Problematisch kann es laut ZAMG mit den Schneelasten auf den Gebäudedächern werden. Auf Gebäuden, die nach der aktuellen Norm gebaut sind, lag die Schneelast am Freitag bei 30 bis 40 Prozent der Normschneelasten. Bis Dienstag dürften es den Meteorologen zufolge dann 50 bis 60 Prozent, vereinzelt bis zu 80 Prozent sein.

Anders ist die Situation bei Gebäuden, die nach der niedrigere Werte vorschreibenden Schneelastnorm im Zeitraum 1983 bis 2006 gebaut wurden. Hier können die Normlasten in den schneereichen Regionen überschritten werden, warnte die ZAMG. Speziell bei Flachdächern und Hallen sei Vorsicht geboten. In der Stadt Salzburg wurden indes alle Parks, Friedhöfe und Wälder gesperrt. Die Schneelast auf den Bäumen sei zu groß, so der Magistrat – mehr dazu in salzburg.ORF.at.

Zusammenhang mit Klimawandel fraglich

„Die Schneemengen im Alpenraum schwanken von Jahr zu Jahr stark. Es ist daher schwierig, langfristige Trends herauszufiltern“, sagte Marc Olefs, Leiter der ZAMG-Abteilung für Klimaforschung, zu möglichen Zusammenhängen der aktuellen Situation mit dem Klimawandel. „In tiefen Lagen, unterhalb von etwa 1.500 Meter Seehöhe, sehen wir seit den 1960er Jahren eine langfristige Abnahme der Schneemengen, die vor allem durch die Klimaerwärmung verursacht wird und mit großer Wahrscheinlichkeit in den nächsten Jahrzehnten anhält.

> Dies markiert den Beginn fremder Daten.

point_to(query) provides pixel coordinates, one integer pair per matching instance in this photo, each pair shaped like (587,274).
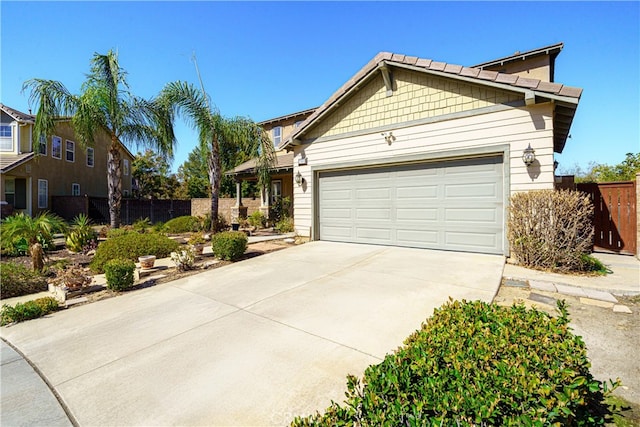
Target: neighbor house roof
(566,97)
(18,115)
(284,162)
(11,161)
(552,50)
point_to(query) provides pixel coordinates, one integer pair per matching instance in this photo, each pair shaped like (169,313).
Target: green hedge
(119,274)
(27,310)
(17,280)
(474,363)
(182,224)
(131,246)
(229,245)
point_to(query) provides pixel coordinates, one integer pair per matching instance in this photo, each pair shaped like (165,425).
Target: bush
(550,229)
(257,220)
(81,234)
(119,274)
(17,280)
(474,363)
(229,245)
(28,310)
(285,225)
(184,258)
(182,224)
(131,246)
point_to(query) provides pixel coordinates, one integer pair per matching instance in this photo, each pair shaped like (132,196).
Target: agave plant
(34,230)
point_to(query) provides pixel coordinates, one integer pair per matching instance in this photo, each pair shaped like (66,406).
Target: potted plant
(197,241)
(147,261)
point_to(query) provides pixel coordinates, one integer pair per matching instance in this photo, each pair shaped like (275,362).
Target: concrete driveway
(253,343)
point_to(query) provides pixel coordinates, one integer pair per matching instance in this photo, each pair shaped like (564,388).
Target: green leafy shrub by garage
(132,246)
(119,274)
(474,363)
(27,310)
(229,245)
(182,224)
(551,230)
(17,280)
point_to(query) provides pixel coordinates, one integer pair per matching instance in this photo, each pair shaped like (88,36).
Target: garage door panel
(464,215)
(455,205)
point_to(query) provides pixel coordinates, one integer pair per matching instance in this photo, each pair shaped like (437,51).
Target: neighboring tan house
(418,153)
(279,129)
(57,166)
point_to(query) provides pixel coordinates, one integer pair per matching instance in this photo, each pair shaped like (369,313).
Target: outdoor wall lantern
(528,155)
(388,136)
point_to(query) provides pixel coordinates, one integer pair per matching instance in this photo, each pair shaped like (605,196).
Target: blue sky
(267,59)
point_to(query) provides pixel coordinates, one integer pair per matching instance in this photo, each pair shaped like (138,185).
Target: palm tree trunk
(114,182)
(215,175)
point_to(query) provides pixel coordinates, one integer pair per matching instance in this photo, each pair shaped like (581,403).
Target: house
(56,166)
(418,153)
(278,129)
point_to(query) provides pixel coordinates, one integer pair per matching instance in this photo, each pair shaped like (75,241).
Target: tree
(624,171)
(34,231)
(193,175)
(217,134)
(153,176)
(104,105)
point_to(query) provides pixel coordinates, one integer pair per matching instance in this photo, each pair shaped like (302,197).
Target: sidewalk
(624,279)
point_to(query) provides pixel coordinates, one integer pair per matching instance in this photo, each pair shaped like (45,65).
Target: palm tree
(104,105)
(218,134)
(34,231)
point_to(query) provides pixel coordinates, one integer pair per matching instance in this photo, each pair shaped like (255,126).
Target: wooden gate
(614,216)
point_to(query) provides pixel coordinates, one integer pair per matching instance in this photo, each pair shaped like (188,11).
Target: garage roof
(565,97)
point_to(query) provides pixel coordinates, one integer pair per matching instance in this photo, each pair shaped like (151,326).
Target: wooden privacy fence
(131,210)
(614,216)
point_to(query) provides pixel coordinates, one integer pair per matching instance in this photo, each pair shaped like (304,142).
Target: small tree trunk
(114,182)
(215,175)
(37,256)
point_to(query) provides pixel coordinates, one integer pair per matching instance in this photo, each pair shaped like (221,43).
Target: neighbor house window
(42,146)
(43,193)
(277,135)
(90,158)
(56,147)
(6,138)
(71,151)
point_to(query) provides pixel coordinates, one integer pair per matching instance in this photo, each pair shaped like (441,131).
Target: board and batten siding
(516,127)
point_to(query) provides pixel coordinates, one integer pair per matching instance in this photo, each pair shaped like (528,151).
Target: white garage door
(454,205)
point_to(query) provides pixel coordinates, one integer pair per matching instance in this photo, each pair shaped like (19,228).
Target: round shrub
(550,230)
(18,280)
(119,274)
(474,363)
(229,245)
(131,246)
(182,224)
(27,310)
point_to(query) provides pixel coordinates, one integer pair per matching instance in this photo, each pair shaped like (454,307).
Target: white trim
(55,138)
(46,194)
(72,151)
(93,157)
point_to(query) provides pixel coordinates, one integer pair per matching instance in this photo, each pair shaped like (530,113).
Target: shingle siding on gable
(416,96)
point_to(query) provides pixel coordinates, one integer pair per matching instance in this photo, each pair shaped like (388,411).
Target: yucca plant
(80,234)
(34,230)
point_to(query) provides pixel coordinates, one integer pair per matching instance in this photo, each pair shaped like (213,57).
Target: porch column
(238,211)
(265,200)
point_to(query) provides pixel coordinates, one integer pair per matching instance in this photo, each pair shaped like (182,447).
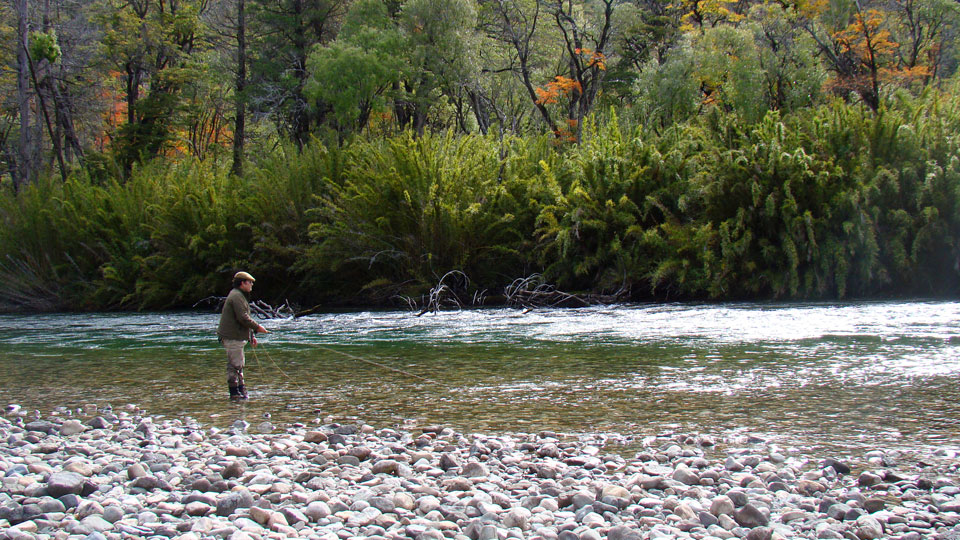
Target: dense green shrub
(829,202)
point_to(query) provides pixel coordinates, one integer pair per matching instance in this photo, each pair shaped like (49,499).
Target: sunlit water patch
(821,376)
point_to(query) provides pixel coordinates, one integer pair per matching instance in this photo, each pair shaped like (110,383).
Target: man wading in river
(235,329)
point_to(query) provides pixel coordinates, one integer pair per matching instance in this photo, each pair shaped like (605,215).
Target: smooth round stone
(65,483)
(113,513)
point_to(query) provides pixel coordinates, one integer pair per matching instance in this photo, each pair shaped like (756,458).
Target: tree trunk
(241,118)
(25,172)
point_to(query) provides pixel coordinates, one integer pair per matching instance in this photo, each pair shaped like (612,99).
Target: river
(817,377)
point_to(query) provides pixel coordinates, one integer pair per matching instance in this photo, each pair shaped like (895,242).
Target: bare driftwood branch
(532,292)
(259,308)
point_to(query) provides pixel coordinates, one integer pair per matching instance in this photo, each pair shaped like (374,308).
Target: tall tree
(287,31)
(151,43)
(240,120)
(25,170)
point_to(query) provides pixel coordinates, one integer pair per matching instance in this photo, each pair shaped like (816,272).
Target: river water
(836,378)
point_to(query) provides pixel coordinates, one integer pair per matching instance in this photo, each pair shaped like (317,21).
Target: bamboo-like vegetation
(823,203)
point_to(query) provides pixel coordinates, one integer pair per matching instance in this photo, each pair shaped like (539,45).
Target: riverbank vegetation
(691,151)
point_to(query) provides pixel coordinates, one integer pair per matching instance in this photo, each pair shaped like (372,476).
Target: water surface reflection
(841,377)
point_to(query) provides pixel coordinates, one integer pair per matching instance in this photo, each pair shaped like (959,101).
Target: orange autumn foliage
(560,86)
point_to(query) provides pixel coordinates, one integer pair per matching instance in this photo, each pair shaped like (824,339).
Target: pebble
(126,474)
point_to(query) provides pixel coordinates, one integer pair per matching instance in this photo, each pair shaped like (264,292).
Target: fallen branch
(259,308)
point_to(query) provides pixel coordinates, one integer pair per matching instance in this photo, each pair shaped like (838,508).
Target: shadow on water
(818,377)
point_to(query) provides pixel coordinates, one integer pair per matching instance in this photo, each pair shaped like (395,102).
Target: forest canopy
(355,152)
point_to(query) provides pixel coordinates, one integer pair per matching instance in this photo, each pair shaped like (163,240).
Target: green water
(817,377)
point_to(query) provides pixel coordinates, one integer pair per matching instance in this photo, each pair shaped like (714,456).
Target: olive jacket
(235,320)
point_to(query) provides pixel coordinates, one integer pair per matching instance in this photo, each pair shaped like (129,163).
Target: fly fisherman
(236,328)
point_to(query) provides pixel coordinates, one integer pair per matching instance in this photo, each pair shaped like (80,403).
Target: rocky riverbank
(123,474)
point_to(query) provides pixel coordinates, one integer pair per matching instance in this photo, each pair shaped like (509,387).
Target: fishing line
(407,373)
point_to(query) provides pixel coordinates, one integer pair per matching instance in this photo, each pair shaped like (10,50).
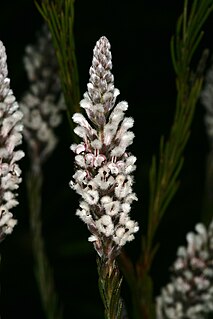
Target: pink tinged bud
(91,196)
(113,168)
(105,225)
(112,208)
(17,156)
(10,225)
(92,238)
(79,176)
(5,217)
(96,144)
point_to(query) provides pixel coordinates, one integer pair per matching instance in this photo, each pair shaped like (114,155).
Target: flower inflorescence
(190,292)
(10,136)
(103,166)
(207,100)
(43,103)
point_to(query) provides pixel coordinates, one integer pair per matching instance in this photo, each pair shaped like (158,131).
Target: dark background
(140,33)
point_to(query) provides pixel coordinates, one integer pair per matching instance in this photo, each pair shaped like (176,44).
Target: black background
(140,33)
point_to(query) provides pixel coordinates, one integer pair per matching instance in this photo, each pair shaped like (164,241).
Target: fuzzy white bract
(103,165)
(190,292)
(207,101)
(10,136)
(43,103)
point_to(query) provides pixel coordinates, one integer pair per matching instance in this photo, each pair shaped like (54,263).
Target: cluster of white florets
(103,166)
(10,136)
(190,293)
(43,103)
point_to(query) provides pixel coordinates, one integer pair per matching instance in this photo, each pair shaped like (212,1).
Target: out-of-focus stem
(43,271)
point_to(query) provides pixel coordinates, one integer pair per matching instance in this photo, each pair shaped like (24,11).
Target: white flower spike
(10,137)
(103,166)
(190,292)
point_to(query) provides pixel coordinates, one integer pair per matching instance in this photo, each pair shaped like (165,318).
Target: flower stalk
(11,128)
(103,174)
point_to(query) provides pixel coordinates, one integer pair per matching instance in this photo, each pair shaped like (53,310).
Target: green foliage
(109,286)
(59,15)
(165,170)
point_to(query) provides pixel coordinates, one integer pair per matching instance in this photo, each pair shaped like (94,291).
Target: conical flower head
(103,166)
(190,292)
(10,136)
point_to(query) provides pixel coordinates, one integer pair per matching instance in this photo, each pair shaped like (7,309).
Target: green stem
(109,286)
(43,271)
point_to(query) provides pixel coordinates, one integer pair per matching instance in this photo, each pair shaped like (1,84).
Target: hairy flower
(43,103)
(103,165)
(10,136)
(190,292)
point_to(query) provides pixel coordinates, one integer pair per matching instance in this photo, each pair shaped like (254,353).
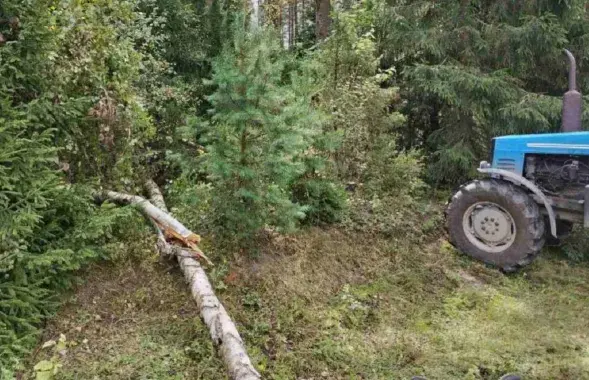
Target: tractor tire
(495,222)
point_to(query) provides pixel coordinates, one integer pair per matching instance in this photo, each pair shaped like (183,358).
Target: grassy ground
(332,305)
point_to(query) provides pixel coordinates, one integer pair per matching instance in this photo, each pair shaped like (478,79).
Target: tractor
(535,188)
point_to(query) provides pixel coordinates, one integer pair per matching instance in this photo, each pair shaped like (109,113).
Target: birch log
(222,329)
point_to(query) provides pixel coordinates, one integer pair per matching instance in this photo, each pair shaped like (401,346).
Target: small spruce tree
(263,126)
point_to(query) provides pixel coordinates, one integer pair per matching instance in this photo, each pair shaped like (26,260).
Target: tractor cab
(537,187)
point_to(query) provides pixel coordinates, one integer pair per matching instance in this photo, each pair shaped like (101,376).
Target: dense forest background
(254,117)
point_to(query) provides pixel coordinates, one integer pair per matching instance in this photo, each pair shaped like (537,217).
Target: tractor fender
(521,181)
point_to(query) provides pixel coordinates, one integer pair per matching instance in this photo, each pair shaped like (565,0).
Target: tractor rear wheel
(496,222)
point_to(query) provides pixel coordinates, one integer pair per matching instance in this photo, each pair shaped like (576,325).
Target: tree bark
(222,329)
(322,19)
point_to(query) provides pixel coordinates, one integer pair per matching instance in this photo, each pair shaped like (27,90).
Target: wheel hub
(489,226)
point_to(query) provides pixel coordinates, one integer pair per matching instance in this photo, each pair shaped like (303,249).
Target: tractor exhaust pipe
(572,106)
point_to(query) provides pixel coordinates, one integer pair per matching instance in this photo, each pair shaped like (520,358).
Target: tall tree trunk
(322,19)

In Lagen von 1.500 Metern bis ins Hochgebirge könnten die Schneemengen in Zukunft hingegen zunehmen, allerdings gibt es in den Klimamodellen große Unsicherheiten bei den Niederschlagsszenarien.“

ZAMG-Experte zu Schneemengen und Klimawandel

Die momentanen Schneemengen sind zwar ein natürlicher Ausreißer, der aber durch den Klimawandel verschärft wird, erläutert Marc Olefs von der ZAMG im ZIB2-Gespräch.

Ein spannender Aspekt sei die Änderung der Dauer von Großwetterlagen. „Es gibt Anzeichen, dass Wetterlagen länger anhalten. Eine extreme Wetterlage, wie der Nordstau jetzt oder eine Hitzewelle im Sommer, hat somit größere Auswirkungen“, sagte Olefs. „Der Grund für den langsameren Wechsel von Großwetterlagen könnte eine Änderung der Temperaturunterschiede auf der Nordhalbkugel sein. Durch das Schmelzen des arktischen Eises ist der Nord-Süd-Temperaturunterschied geringer geworden. Das wirkt sich auf die Dynamik der Hoch- und Tiefdruckgebiete aus.“ Einzelne Ereignisse wie die aktuelle Schneesituation in den Alpen ließen sich jedoch mit dem aktuellen Wissen nicht direkt mit diesen Mechanismen begründen. Laut Olefs gibt es „noch viel Forschungsbedarf“.